Dombey and Son: Some Initial Mumbling

I’ve been reading an annual Dickens book for the last few years. In 2007 it was Dombey and Son, which among other things reminded me why I need to keep this blog:

Unless young Toots had some idea on the subject, to the expression of which he was wholly unequal. Ideas, like ghosts (according to the common notion of ghosts), must be spoken to a little before they will explain themselves; and Toots had long left off asking any questions of his own mind. Some mist there may have been, issuing from that leaden casket, his cranium, which, if it could have taken shape and form, would have become a genie; but it could not; and it only so far followed the example of the smoke in the Arabian story, as to roll out in a thick cloud, and there hang and hover.

(“Genie” is a brilliant word choice: an implicit pun on “genius.” No other fabulous mythological creature would do.)

One reason I haven’t written much–apart from general intellectual fogginess–is that constructing a decent essay from scattered ideas, arranging them into a coherent argument, daunts the hell out of me.
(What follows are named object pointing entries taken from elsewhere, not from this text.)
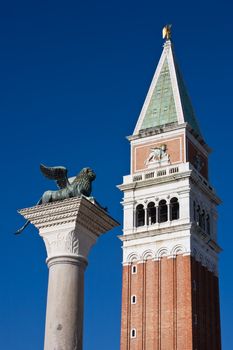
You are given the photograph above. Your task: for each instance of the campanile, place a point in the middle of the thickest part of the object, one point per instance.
(170, 293)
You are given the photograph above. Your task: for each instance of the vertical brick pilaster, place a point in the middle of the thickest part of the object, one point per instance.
(167, 304)
(125, 312)
(184, 303)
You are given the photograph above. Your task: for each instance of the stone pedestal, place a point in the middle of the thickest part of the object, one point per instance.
(69, 229)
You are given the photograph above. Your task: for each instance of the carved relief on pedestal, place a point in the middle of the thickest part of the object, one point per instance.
(67, 242)
(157, 157)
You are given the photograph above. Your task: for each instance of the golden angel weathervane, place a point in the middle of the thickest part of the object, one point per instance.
(167, 33)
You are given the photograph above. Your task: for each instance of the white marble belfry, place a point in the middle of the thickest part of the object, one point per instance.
(69, 229)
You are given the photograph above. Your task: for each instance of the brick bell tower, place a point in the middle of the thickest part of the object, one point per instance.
(170, 293)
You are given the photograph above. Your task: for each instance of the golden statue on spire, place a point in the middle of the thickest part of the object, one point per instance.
(167, 33)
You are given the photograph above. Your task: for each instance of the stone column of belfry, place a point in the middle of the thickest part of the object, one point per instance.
(69, 229)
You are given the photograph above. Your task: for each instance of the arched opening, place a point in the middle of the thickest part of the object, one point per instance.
(194, 211)
(162, 211)
(198, 215)
(174, 209)
(202, 224)
(208, 224)
(151, 213)
(140, 215)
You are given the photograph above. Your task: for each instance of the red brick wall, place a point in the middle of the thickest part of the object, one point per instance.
(206, 333)
(177, 306)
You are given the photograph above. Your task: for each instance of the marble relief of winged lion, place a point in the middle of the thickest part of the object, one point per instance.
(78, 186)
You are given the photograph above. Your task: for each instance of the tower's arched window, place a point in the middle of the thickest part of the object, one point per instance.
(202, 223)
(198, 215)
(208, 224)
(162, 211)
(174, 209)
(151, 213)
(194, 211)
(140, 215)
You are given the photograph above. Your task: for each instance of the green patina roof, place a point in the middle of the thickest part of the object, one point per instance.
(161, 109)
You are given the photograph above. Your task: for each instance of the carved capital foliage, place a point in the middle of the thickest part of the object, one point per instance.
(68, 243)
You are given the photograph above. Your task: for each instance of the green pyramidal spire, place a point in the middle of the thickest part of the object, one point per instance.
(167, 100)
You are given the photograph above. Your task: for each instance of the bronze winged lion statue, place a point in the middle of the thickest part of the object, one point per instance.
(81, 185)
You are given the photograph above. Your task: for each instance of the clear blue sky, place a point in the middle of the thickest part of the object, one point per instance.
(73, 77)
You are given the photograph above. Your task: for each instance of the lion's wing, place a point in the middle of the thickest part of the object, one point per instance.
(57, 173)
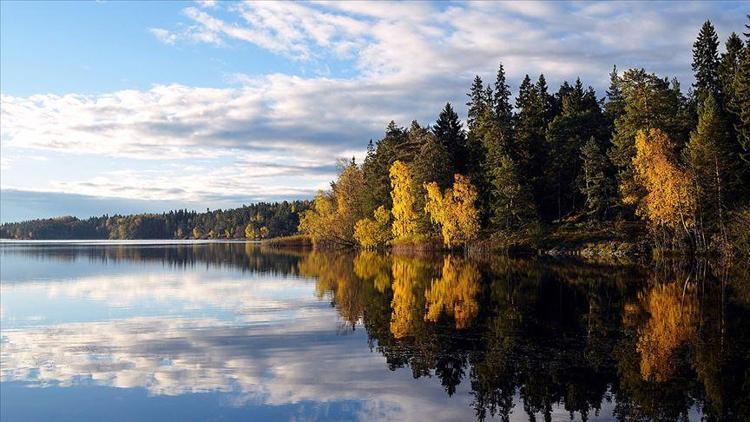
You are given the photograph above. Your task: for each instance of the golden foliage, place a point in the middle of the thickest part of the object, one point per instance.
(454, 211)
(374, 233)
(404, 197)
(333, 215)
(407, 305)
(671, 323)
(373, 266)
(454, 292)
(668, 202)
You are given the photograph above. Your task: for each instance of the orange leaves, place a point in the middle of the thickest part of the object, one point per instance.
(669, 201)
(454, 211)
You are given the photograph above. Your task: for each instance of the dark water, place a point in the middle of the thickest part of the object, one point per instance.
(229, 331)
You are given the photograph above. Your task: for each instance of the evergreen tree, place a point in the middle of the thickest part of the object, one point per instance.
(706, 63)
(394, 146)
(477, 102)
(433, 163)
(512, 203)
(580, 119)
(729, 66)
(503, 108)
(650, 103)
(528, 151)
(614, 107)
(545, 102)
(449, 132)
(596, 182)
(710, 161)
(740, 106)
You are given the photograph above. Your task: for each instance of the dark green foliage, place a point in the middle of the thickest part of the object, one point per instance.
(528, 150)
(432, 163)
(614, 107)
(280, 219)
(449, 132)
(511, 202)
(580, 119)
(650, 102)
(596, 181)
(395, 145)
(477, 102)
(706, 63)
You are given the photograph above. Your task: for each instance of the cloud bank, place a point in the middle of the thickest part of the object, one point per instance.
(272, 135)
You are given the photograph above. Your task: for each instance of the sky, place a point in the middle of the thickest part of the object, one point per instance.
(122, 107)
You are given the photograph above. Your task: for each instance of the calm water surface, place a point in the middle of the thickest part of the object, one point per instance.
(231, 331)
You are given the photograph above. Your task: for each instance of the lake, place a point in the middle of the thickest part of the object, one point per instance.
(234, 331)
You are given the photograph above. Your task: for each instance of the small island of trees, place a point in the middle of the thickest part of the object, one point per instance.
(645, 164)
(646, 155)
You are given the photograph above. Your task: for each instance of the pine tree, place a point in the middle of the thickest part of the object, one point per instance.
(449, 132)
(503, 108)
(512, 203)
(378, 164)
(706, 63)
(615, 105)
(650, 103)
(528, 151)
(580, 119)
(740, 106)
(477, 102)
(433, 163)
(545, 108)
(729, 66)
(597, 183)
(709, 156)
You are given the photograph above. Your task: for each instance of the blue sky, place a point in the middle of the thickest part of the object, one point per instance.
(142, 106)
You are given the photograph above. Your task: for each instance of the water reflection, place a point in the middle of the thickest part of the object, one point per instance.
(511, 339)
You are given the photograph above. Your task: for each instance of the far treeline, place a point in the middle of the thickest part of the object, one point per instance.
(645, 155)
(257, 221)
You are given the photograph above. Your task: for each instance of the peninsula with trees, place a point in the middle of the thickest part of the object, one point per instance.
(644, 164)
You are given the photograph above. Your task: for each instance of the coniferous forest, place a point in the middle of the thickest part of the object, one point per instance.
(257, 221)
(644, 161)
(648, 161)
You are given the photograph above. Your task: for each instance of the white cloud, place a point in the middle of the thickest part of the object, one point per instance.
(409, 59)
(164, 36)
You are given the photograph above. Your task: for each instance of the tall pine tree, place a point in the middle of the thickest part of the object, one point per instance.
(706, 63)
(449, 132)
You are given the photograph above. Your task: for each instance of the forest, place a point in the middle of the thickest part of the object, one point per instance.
(257, 221)
(675, 166)
(644, 163)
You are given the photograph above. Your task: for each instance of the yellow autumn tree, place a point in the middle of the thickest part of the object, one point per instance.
(668, 202)
(403, 193)
(454, 211)
(374, 233)
(334, 213)
(454, 293)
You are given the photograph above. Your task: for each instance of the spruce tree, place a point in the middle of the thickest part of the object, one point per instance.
(596, 182)
(650, 103)
(580, 119)
(614, 107)
(709, 156)
(477, 102)
(528, 140)
(503, 108)
(706, 63)
(740, 105)
(449, 132)
(432, 163)
(512, 204)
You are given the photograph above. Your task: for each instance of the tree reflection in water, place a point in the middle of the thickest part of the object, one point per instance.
(656, 341)
(663, 342)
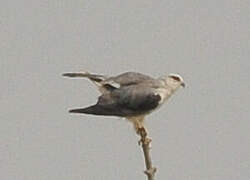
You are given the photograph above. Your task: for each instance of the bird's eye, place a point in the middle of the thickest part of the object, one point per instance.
(176, 78)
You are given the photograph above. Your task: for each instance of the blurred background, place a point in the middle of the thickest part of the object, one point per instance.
(202, 133)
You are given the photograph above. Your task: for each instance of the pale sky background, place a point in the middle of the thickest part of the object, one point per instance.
(202, 133)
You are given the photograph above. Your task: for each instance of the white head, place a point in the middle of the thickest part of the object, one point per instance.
(174, 81)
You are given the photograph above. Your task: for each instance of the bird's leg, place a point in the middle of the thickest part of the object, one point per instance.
(141, 131)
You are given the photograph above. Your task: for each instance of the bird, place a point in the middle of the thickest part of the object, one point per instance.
(130, 95)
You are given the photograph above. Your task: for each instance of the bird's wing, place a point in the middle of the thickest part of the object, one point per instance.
(128, 78)
(127, 101)
(137, 98)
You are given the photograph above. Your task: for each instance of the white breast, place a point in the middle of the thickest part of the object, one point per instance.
(165, 93)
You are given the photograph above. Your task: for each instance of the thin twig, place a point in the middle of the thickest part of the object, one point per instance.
(145, 143)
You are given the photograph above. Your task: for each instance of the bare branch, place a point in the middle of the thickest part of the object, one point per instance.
(145, 143)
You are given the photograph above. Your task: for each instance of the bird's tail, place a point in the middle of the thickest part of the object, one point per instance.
(92, 77)
(98, 110)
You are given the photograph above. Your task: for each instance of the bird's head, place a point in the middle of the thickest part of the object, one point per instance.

Then I remembered: it’s a blog. There’s no reason I can’t post a series of short, disparate ramblings; if I find I’ve come up with something interesting, I can jury-rig them into an essay later. So expect several short, disparate ramblings.

Also, expect spoilers. Some people hate spoiler warnings. “Plot isn’t important,” they cry. Caring about spoilers is infantile. These people are, of course, pricks. It’s true that a good book is worth reading many times, even after you know the plot by heart. But reading a book for the first time is a different experience, and surprise and suspense are among its chief pleasures. Anyone who doesn’t understand this on a gut level doesn’t understand reading.